Het vorenstaande neemt echter niet weg dat de commissie van oordeel is dat de consument wel in een zeer laat stadium tot de ontdekking is gekomen, dat zij niet de juiste jurk had gekocht, althans een jurk die qua kleurstelling niet overeen kwam met de eveneens bij de ondernemer aangeschafte jurk van haar partner. Immers op grond van de door partijen overgelegde stukken en het verhandelde ter zitting, staat voor de commissie vast dat anders dan de consument kennelijk veronderstelt, de reden waarom de consument de overeenkomst eenzijdig wenst te beëindigen voor haar rekening en risico komt. In dit verband vermag de commissie ook niet in te zien dat hier sprake zou kunnen zijn van een vorm van dwaling in juridische zin.
Het gaat hier immers niet om een onjuiste voorstelling van zaken, noch om dwaling omtrent de zelfstandigheid van de zaak. Met dit laatste wordt bedoeld dat er dwaling zou zijn omtrent het artikel zelf. Dat is hier niet het geval nu er geen enkele twijfel bestaat over het feit dat twee bruidsjurken zijn gekocht.
De consument heeft de jurk zelf uitgezocht en kunnen vergelijken met de andere door haar partner aangeschafte jurk. De consument heeft noch bij het sluiten van de overeenkomst noch een hele periode daarna blijk gegeven van enige twijfel of onzekerheid over de onjuiste kleurstelling van de aangeschafte jurk. Evenmin is door de consument gesteld noch anderszins is de commissie gebleken dat de consument onvoldoende of foutief is voorgelicht door de ondernemer over de kleurstelling van de beide trouwjurken.
Gelet op het vorenoverwogene is de commissie dan ook tot de conclusie gekomen dat het aan de consument uiteindelijk zelf is te bepalen of zij tevreden is met de door haar aangeschafte jurk. Hierbij merkt de commissie nog op dat het aan de ondernemer is om een goed advies te geven, maar uiteindelijk aan de consument om een beslissing te nemen. In dit verband wil de commissie nog wijzen op het feit dat de ondernemer aan de consument heeft aangeboden om in overleg tot een oplossing te komen. De commissie heeft echter moeten constateren, dat de consument hierop niet is ingegaan, maar er blijkbaar de voorkeur aan heeft gegeven om zich in plaats van tot de ondernemer tot de commissie te wenden.

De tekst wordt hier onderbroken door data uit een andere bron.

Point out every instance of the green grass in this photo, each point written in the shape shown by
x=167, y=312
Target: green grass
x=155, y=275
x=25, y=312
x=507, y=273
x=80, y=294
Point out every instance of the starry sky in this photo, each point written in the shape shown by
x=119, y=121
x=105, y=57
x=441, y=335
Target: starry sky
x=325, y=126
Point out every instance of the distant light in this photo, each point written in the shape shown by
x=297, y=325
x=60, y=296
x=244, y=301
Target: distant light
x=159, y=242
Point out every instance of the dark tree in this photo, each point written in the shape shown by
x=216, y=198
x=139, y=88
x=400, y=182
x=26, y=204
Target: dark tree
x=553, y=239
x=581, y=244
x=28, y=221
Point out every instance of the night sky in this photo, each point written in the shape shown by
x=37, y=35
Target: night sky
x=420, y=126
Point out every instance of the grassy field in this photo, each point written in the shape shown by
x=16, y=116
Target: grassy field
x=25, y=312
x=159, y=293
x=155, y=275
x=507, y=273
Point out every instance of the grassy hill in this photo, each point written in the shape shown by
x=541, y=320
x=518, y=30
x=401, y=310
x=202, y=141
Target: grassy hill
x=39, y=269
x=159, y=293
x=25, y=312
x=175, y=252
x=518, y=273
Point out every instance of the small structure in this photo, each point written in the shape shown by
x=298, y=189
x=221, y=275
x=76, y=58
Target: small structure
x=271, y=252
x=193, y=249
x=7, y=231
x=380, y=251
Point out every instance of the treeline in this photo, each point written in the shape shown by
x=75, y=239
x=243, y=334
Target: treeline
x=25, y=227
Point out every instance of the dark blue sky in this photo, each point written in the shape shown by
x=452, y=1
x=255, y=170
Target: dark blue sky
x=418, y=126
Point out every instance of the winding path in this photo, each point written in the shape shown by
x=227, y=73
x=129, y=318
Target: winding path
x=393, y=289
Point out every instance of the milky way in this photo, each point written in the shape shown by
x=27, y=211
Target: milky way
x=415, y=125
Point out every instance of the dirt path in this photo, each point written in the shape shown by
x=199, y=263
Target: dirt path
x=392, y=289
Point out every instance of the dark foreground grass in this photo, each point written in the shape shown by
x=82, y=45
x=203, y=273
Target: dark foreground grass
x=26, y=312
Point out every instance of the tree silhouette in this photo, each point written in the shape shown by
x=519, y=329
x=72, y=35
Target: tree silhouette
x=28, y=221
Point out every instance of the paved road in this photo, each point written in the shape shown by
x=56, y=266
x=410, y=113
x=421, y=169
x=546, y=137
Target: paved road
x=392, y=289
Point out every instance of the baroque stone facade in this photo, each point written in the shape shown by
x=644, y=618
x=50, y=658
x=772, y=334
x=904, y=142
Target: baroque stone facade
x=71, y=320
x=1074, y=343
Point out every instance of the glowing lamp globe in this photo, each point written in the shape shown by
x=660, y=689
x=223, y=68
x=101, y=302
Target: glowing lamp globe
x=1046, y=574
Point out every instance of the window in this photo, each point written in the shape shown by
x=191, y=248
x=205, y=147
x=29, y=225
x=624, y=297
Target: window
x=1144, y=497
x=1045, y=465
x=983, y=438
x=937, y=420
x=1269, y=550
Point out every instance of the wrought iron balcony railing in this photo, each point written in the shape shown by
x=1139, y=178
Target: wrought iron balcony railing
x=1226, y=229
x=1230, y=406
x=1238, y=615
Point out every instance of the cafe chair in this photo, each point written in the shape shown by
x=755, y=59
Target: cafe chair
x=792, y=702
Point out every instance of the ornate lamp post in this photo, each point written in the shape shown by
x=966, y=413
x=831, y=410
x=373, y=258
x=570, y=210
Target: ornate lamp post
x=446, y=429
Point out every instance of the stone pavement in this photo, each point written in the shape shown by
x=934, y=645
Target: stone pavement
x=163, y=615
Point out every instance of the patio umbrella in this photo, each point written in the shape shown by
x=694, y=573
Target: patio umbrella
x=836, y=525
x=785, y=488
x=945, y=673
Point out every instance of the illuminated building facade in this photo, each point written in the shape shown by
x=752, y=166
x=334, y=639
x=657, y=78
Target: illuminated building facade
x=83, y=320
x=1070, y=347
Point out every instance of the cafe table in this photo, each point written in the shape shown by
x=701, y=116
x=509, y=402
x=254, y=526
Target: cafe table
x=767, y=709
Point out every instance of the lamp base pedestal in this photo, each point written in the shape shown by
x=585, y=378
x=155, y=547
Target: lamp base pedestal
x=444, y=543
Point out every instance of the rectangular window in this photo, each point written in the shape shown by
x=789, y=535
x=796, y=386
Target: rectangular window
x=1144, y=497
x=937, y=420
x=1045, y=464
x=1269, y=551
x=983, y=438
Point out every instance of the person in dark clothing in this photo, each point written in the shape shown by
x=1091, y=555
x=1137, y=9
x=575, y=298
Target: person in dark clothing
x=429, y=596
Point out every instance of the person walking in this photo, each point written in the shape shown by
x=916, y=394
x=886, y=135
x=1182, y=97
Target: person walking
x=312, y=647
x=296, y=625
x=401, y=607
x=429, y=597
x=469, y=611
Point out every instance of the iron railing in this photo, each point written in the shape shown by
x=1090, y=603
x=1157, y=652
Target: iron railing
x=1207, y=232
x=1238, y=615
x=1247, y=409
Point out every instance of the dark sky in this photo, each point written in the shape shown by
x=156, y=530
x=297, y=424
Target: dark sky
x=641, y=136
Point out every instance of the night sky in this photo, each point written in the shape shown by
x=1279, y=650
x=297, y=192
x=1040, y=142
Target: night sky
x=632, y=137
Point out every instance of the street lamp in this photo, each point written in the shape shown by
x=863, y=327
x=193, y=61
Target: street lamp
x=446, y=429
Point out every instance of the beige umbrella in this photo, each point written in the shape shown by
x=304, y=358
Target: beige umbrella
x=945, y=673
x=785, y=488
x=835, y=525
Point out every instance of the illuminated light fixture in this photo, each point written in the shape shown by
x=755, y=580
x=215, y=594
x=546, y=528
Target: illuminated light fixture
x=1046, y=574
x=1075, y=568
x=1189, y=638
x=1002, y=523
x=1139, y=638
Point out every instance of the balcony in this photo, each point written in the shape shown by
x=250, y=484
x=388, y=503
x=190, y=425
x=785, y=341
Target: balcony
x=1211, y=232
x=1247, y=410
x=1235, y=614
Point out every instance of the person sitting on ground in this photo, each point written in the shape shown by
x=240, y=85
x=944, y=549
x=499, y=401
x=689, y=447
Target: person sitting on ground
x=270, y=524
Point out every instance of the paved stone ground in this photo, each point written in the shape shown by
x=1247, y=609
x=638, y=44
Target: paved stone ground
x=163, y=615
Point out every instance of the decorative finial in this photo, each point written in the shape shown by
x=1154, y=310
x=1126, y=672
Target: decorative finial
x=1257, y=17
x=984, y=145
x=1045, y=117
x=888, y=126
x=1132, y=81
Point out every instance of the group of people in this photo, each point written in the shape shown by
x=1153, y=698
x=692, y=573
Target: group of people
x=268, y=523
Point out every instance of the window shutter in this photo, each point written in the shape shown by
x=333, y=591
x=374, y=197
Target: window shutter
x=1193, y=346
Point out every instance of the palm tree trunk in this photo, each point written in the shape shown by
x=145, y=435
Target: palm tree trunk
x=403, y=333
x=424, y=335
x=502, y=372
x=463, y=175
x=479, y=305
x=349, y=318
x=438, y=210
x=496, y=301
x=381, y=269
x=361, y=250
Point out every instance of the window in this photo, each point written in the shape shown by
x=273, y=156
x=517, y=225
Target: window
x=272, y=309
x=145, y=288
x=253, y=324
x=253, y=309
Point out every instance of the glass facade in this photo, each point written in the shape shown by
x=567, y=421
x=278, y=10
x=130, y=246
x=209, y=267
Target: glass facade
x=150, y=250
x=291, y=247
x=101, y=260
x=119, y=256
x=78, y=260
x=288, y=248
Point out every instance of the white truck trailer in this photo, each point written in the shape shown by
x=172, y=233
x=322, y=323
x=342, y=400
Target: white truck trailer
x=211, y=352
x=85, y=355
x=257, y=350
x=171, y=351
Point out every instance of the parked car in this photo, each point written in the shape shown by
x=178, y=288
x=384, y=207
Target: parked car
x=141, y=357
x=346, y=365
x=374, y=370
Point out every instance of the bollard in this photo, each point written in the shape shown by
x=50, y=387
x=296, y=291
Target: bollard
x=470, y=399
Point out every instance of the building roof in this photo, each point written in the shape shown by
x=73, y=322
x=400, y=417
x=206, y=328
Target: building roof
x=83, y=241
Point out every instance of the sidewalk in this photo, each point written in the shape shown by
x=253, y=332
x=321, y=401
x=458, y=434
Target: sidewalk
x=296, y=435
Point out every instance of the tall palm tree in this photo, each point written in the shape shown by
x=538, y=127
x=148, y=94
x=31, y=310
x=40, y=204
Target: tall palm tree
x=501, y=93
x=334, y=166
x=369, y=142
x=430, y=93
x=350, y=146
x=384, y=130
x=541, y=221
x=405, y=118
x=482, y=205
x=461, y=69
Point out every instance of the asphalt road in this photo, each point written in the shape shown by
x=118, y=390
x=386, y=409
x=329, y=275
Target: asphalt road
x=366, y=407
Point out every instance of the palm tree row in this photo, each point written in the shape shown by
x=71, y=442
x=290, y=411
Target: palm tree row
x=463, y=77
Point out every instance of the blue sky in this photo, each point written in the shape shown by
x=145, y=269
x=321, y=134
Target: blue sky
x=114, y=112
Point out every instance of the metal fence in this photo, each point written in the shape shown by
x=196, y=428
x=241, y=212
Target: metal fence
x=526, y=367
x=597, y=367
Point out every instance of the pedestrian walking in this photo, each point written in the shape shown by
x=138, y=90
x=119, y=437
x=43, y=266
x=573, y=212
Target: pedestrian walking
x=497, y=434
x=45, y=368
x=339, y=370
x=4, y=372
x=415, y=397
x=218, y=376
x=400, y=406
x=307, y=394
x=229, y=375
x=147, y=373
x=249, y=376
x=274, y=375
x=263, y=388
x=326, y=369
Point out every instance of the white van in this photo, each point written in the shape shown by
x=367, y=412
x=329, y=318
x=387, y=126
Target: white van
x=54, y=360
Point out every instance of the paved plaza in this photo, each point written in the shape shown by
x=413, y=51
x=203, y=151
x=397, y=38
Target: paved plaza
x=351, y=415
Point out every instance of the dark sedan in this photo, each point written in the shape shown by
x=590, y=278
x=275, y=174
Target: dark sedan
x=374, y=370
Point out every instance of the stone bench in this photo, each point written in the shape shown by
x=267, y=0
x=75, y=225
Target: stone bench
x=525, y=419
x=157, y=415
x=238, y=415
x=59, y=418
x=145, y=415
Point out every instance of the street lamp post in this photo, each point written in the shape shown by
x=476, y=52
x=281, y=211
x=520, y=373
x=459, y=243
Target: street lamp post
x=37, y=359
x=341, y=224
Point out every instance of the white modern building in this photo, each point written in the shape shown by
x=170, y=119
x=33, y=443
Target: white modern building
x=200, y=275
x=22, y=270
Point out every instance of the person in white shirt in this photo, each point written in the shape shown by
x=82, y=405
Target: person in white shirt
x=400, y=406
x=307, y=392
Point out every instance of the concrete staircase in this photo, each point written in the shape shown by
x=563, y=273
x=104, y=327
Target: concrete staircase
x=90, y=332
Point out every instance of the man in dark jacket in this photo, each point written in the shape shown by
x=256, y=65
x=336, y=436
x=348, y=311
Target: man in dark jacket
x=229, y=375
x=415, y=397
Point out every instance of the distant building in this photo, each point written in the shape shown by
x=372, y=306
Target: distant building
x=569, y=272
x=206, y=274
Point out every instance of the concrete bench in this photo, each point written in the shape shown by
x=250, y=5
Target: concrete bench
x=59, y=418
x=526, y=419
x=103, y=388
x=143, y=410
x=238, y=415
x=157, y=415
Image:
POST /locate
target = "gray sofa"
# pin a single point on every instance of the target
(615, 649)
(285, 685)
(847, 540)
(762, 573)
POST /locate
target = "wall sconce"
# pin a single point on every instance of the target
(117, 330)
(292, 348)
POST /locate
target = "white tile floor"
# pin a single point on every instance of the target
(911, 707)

Alle de commissie aangedragen feiten en omstandigheden leiden de commissie tot de slotsom dat de ondernemer geen toerekenbare tekortkoming kan worden verweten.
Hetgeen door de consument ter verdediging van haar standpunt is aangevoerd kan het gegeven oordeel van de commissie niet anders maken.
De commissie is derhalve van oordeel dat de klacht ongegrond is.
Derhalve wordt als volgt beslist.
Beslissing
Het door de consument verlangde wordt afgewezen.
Aldus beslist door de Geschillencommissie Bruidsmode en Maatwerk op 16 april 2018.